Democratic leadership seems to be against impeachment not because it’s not the right thing to do, but because they can’t successfully do it. But yet, right now the Senate is expected to pass a resolution drafted by the House to check the President on his emergency declaration on the fake border emergency. This, despite that it’s certain that the President will veto and the Senate will likely not have a veto-proof supermajority. Why is it fine to carry forward one measure but not the other?

Finally, impeachment will not divide the nation. The President has an approval rating around 40%. In the last election, his party was overwhelmingly defeated by a public that rebuked him, even with voter suppression and gerrymandering tipping the scales. The nation is united against Trump.

Even among the 40% of his supporters, many of them acknowledge that Trump may have committed crimes, but they support his party and its policies, and that is why they continue to support him. But it’s a political act to impeach him, not to defend him? Hogwash. Removing a criminal from office is not discretionary. It is a matter of duty, required by the rule of law.

Trump himself said that he could shoot someone on Fifth Avenue and not lose support. It might be the one true thing that he’s ever said.

It’s quite apparent by now that nothing Trump does will damage the support he enjoys from his die hard base. Ergo, no matter what, the nation is divided. We cannot wait for Republicans who are comfortable aligning themselves to a criminal president in order to “own the lips” to come on board. We must move forward. “Only” 60% of the citizens support will have to do.

As Speaker of the House, Nancy Pelosi has the power to bring articles of impeachment to the Senate and put the President to trial. The situation requires this of her as a matter of duty. Whether the Senate is comprised of people who are willing to vote to remove or not is immaterial. The facts should be presented, and the public should judge the actions of the Senators who vote on the articles. Present the strongest possible case and if any senator can still vote no to impeachment, let him or her be voted out of office.

Right now, as it stands, Congress is aiding and abetting a criminal President. Sadly, this might have be expected of his own party, although it shouldn’t be. But for the Speaker of the House and member of the opposition party to say that it’s pointless to even try to impeach without bipartisan support, guarantees that the opposition party will never provide that support. News flash, Nancy: You will never get bipartisan support without trying to get it. All they have to do is help their President obstruct, and the crimes will stand.
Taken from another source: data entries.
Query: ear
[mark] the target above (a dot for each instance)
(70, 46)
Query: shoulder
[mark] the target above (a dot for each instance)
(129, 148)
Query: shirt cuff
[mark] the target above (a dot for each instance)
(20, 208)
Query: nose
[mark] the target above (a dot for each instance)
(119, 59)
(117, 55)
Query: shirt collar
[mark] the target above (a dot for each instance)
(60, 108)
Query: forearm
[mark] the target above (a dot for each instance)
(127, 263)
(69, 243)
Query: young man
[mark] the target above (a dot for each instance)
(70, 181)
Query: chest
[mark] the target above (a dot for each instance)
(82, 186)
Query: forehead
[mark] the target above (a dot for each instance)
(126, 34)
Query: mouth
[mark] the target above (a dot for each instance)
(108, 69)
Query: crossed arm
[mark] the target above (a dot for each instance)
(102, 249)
By bringing a case and backing it with proof, either the Senate will do the right thing and remove a criminal President, or it will join the President in his crimes by abetting and covering up.
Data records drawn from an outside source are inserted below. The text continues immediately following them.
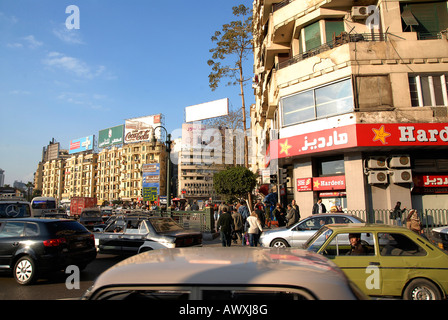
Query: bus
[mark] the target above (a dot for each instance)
(43, 206)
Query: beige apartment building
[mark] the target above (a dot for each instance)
(111, 174)
(351, 99)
By failing to bring articles of impeachment in a timely manner, Congress already is abetting and covering up those crimes.

Why is prosecuting treason a political act, but defending treason isn’t? Where are the bipartisan democrats defending the high crimes and misdemeanors of Trump?
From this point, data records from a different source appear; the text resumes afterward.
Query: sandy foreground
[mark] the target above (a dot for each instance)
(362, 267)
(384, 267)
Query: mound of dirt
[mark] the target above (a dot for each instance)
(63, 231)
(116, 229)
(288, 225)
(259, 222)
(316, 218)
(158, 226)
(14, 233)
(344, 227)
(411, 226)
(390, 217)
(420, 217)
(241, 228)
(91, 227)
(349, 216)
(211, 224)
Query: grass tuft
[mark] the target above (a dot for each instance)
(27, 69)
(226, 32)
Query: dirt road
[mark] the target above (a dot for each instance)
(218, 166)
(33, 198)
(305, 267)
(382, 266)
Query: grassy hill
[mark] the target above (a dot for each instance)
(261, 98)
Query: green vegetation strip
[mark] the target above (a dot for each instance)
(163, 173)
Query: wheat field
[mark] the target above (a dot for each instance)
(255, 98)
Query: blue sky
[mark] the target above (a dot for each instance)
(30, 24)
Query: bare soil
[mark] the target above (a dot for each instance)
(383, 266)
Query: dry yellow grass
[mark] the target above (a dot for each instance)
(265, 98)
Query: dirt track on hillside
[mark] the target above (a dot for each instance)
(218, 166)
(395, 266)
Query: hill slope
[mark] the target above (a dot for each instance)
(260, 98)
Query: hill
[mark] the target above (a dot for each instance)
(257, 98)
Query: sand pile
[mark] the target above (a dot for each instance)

Oh, that’s right… sitting in the seat of the Speaker of the House. God damn it.

This cannot be allowed. We do not have a nation of laws if this is allowed to stand. We do not have a constitutional republic. What we have is a kleptocracy of privileged elites who have so much power and influence that they can get away with whatever crime.

If you think you’re against this President, and you’re not impeaching him for his litany of obvious crimes, let’s be clear: you’re not against him.

Nancy, to be clear: If you’re not against the President, you’re with him.